The Dadaab refugee camp complex, the world’s biggest, lies about 100km from the border with Somalia.

“We lost two people and others have been injured,” Philip Tuimur, the regional police chief, said. Another police source  said the grenade was thrown from a moving vehicle.

Al-Shabab violence

Dadaab has sheltered Somalis fleeing violence and drought for more than 20 years, and their numbers currently stand at nearly half a million.

Attacks have increased within Kenya since Nairobi sent army soldiers into southern Somalia to fight Somalia’s al-Qaeda-linked Shabab fighters in late 2011.

Similar attacks and cross-border raids in the region have been blamed on the fighters or their Kenyan supporters, who have vowed revenge.

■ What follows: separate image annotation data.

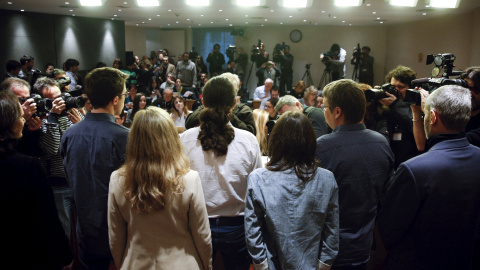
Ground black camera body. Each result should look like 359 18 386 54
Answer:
225 45 237 61
252 39 262 54
403 78 468 106
365 83 397 103
273 42 286 63
19 94 53 117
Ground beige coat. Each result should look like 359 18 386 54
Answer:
108 171 212 270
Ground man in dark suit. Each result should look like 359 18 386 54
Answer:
378 85 480 270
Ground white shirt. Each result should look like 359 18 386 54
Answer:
180 123 263 218
253 85 270 100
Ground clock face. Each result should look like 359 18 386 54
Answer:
290 30 302 42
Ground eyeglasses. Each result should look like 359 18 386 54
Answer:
320 105 332 111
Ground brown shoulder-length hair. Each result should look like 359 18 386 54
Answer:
266 111 318 183
197 76 237 157
120 107 190 213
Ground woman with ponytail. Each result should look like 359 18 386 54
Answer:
180 76 262 270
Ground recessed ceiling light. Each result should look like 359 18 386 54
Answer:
79 0 103 7
389 0 418 7
187 0 210 7
137 0 160 7
335 0 362 7
430 0 460 8
278 0 312 8
232 0 265 7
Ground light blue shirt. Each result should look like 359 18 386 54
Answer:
245 168 339 270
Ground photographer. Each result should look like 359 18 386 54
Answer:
207 43 225 77
320 43 347 81
379 66 425 168
33 77 83 245
250 40 270 86
350 46 374 85
461 67 480 147
280 45 293 96
235 47 248 81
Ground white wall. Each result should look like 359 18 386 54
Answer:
125 9 480 93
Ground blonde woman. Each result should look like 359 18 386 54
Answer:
253 109 268 156
108 107 212 269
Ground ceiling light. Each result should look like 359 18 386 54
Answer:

The Shabab still control large parts of southern Somalia, despite African Union troops, allied Somali forces and Ethiopian soldiers having wrested control of several key towns.

Kenyan troops, now integrated into the African Union force, seized the Shabab bastion of Kismayo, a key southern Somali port, in September.

That led to warnings of retaliation from both the Islamist insurgents and their Kenyan supporters.

But al-Shabab have denied involvement in previous similar bombings.

Displaced Somalis

Violence in Kenya, ranging from attacks blamed on Islamists, inter-communal clashes and a police crackdown on a coastal separatist movement, have raised concerns over security ahead of elections due in March 2013.

Five years ago, elections descended into deadly post-poll killings that shattered Kenya’s image as a beacon of regional stability.

In Somalia in 2011, famine caused by extreme drought exacerbated by conflict claimed tens of thousands of lives and affected more than four million people, according to the United Nations.

Over a million Somalis are displaced inside the country, while over a million are refugees in neighbouring nations, according to UN figures.